P. David Freeman; Malik Y. Kahook

Disclosures

Expert Rev Ophthalmol. 2009;4(1):59-64. 

In This Article

Oxidizing Preservatives

Oxidative preservatives alter the lipid membrane of microbes in a different fashion to detergent preservatives, by penetrating the membrane and altering the DNA, protein and lipid components of bacterial cells.[4] Oxidizing preservatives are considered second-generation ophthalmic preservatives and were developed because of their reduced toxicity to human ocular surface cells in comparison with detergent preservatives. Although ocular surface cells may still be injured by oxidative preservatives, the low concentrations contained in ophthalmic preparations deem these effects insignificant.[4] Noecker et al. reported that medications preserved with Purite® induce less corneal toxicity than those preserved with BAK.[5] Examples of oxidizing preservatives include sodium perborate and stabilized oxychloro complex (SOC).

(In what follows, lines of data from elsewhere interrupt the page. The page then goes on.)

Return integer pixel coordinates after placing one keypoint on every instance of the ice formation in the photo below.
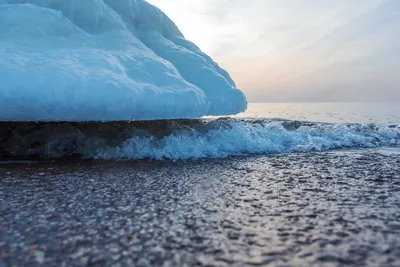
(104, 60)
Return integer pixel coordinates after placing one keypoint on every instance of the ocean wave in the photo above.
(187, 139)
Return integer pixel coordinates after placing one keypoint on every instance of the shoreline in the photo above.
(337, 207)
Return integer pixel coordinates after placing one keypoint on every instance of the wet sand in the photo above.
(317, 209)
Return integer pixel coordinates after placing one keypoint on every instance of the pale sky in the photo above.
(299, 50)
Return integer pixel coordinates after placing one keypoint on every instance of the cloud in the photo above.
(309, 48)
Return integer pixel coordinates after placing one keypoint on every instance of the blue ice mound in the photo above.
(104, 60)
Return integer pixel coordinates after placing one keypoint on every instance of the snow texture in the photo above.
(104, 60)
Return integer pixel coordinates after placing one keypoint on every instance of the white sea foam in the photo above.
(190, 139)
(104, 60)
(244, 138)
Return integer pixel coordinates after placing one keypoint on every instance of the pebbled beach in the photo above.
(339, 208)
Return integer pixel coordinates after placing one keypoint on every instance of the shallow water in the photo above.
(337, 208)
(287, 205)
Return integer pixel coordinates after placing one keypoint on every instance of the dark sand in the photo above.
(315, 209)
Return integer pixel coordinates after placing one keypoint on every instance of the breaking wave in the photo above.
(187, 139)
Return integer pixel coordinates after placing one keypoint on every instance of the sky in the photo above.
(299, 50)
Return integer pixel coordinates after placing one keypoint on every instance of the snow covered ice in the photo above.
(104, 60)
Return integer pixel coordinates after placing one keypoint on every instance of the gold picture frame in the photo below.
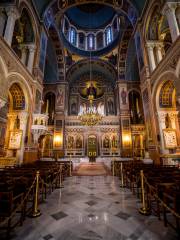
(170, 138)
(15, 139)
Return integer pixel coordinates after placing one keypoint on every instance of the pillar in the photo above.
(152, 63)
(24, 55)
(31, 57)
(77, 40)
(2, 103)
(2, 21)
(13, 15)
(159, 47)
(169, 12)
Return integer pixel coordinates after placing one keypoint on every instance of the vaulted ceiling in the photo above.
(41, 5)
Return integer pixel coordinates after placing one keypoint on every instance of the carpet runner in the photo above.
(91, 169)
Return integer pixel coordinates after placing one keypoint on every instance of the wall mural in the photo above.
(60, 97)
(43, 47)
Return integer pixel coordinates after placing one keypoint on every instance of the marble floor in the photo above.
(92, 208)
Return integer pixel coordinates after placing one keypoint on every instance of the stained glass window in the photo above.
(166, 93)
(72, 36)
(108, 35)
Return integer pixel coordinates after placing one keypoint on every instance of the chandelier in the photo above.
(90, 116)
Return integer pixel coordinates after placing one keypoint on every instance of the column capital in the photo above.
(31, 47)
(150, 44)
(2, 103)
(13, 12)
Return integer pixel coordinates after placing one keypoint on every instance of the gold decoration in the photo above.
(90, 116)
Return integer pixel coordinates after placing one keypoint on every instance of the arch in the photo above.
(25, 4)
(15, 77)
(166, 95)
(17, 98)
(163, 78)
(125, 6)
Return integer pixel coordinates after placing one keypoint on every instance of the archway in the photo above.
(17, 118)
(92, 147)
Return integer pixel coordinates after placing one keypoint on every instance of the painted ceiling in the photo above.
(41, 5)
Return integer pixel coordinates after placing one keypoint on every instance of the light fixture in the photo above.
(90, 115)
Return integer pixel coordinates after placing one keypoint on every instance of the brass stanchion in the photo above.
(122, 176)
(144, 209)
(36, 212)
(113, 168)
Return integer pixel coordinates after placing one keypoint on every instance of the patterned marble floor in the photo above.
(92, 208)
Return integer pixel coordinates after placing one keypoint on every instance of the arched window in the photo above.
(91, 42)
(72, 36)
(108, 35)
(166, 94)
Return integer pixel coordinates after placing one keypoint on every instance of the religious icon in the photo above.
(168, 121)
(60, 97)
(123, 96)
(15, 139)
(106, 142)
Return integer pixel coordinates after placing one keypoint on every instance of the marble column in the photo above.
(150, 50)
(169, 12)
(2, 21)
(104, 39)
(13, 15)
(77, 40)
(24, 55)
(159, 47)
(32, 49)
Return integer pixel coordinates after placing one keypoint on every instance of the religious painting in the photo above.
(114, 142)
(43, 47)
(70, 142)
(110, 106)
(15, 139)
(60, 97)
(38, 101)
(170, 138)
(73, 106)
(106, 142)
(79, 142)
(139, 51)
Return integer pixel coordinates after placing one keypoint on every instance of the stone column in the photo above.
(150, 50)
(2, 103)
(86, 42)
(13, 15)
(2, 21)
(30, 64)
(169, 12)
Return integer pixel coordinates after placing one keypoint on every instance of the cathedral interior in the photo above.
(89, 119)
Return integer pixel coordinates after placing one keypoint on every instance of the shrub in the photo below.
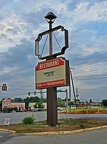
(28, 120)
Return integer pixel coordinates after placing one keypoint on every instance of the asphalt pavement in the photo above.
(98, 136)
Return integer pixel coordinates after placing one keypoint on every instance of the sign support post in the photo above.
(51, 92)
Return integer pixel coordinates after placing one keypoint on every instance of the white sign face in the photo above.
(51, 73)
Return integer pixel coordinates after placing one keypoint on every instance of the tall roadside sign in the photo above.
(54, 71)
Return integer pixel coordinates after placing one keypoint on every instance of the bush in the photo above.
(28, 120)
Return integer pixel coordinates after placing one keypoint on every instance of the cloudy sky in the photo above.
(20, 23)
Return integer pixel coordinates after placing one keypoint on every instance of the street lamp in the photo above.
(50, 17)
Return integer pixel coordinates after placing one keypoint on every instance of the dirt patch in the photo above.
(64, 125)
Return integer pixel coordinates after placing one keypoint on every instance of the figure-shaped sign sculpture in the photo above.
(52, 73)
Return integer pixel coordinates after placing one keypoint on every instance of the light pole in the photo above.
(72, 86)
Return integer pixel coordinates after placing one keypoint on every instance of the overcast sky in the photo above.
(20, 23)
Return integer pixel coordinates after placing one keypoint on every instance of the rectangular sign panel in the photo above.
(52, 73)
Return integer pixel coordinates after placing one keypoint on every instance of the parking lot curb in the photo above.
(66, 132)
(58, 132)
(7, 130)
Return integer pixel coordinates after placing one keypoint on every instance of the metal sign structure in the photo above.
(52, 73)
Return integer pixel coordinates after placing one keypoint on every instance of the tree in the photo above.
(104, 102)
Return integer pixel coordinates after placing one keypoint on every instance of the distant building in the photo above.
(6, 103)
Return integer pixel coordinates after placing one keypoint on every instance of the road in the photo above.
(89, 137)
(18, 116)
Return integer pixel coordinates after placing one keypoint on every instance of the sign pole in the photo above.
(52, 119)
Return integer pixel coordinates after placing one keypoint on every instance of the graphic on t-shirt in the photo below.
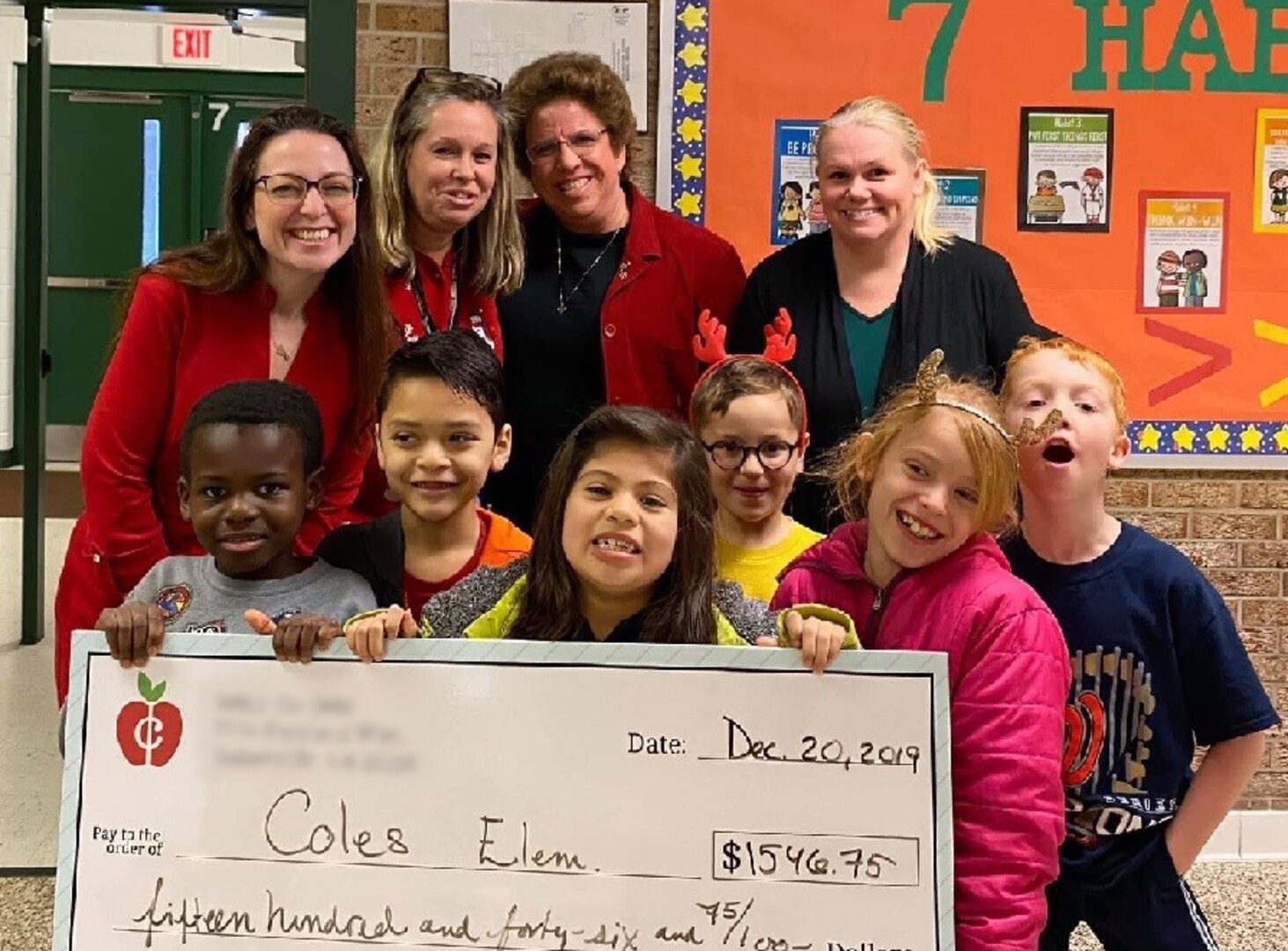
(216, 626)
(173, 601)
(1107, 747)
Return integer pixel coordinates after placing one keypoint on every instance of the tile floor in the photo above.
(30, 766)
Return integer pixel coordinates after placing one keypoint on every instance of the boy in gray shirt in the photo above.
(250, 456)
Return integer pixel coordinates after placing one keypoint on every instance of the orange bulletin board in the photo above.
(1198, 91)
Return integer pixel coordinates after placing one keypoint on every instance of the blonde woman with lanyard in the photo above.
(444, 172)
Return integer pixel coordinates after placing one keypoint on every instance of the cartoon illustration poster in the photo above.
(1182, 258)
(1270, 187)
(796, 208)
(1065, 169)
(961, 203)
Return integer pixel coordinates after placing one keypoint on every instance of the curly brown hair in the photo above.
(578, 77)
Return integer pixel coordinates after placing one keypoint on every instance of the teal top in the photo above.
(865, 338)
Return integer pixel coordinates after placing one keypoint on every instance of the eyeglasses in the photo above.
(580, 142)
(486, 85)
(336, 191)
(731, 456)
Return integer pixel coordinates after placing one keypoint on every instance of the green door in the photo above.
(119, 192)
(224, 122)
(130, 174)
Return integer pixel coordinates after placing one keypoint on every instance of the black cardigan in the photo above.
(964, 299)
(372, 549)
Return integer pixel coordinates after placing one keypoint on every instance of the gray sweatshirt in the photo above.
(194, 595)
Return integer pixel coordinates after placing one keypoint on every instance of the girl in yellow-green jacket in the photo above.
(623, 550)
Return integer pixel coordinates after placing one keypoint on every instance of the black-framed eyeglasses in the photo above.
(336, 191)
(487, 86)
(731, 456)
(580, 142)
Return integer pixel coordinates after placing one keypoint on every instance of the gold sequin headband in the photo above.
(931, 380)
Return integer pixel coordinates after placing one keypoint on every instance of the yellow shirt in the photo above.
(756, 569)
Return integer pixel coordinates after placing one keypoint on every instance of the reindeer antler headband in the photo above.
(931, 380)
(779, 347)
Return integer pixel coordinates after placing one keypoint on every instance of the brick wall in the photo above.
(1233, 525)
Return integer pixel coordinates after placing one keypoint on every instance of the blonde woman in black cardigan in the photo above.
(880, 289)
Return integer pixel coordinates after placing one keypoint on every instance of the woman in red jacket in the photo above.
(444, 177)
(291, 289)
(612, 286)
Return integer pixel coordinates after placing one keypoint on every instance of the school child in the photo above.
(252, 463)
(1158, 669)
(623, 550)
(441, 433)
(926, 483)
(748, 414)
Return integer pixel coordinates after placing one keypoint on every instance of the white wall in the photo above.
(103, 38)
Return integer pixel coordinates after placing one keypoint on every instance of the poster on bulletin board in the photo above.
(1180, 103)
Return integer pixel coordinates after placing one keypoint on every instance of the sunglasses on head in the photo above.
(441, 75)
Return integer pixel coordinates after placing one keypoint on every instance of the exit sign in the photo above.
(192, 45)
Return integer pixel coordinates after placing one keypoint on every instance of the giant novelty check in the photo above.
(505, 797)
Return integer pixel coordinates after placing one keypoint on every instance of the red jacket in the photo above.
(475, 312)
(671, 271)
(1007, 677)
(177, 345)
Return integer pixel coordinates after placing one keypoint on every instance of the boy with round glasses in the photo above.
(750, 415)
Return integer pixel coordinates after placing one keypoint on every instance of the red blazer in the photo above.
(177, 345)
(671, 271)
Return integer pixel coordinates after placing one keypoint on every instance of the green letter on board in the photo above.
(937, 63)
(1132, 33)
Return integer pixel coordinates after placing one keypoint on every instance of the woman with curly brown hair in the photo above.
(291, 289)
(614, 285)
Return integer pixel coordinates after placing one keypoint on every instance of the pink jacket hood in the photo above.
(1009, 678)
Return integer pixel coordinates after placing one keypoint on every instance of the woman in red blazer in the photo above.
(612, 286)
(291, 289)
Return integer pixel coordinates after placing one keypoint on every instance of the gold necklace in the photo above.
(564, 298)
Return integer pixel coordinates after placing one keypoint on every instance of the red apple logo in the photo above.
(148, 732)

Recently Introduced Ionic-buffered Preservatives

Ionic-buffering systems are the latest class of ophthalmic preservatives to be incorporated into topical medicines and act in a similar manner to oxidizing preservatives within multidose bottles. SofZia (Alcon, TX, USA), the most recent preservative of this kind, is a combination of boric acid, zinc, sorbitol and propylene glycol. This ionic-buffered system has been shown to have both antibacterial and antifungal qualities.[6] When exposed to cations, such as those that are normally encountered in the tear film of the eye, the substance is deemed inactive. This is thought to induce less cytotoxicity to the ocular surface compared with more conventional preservatives.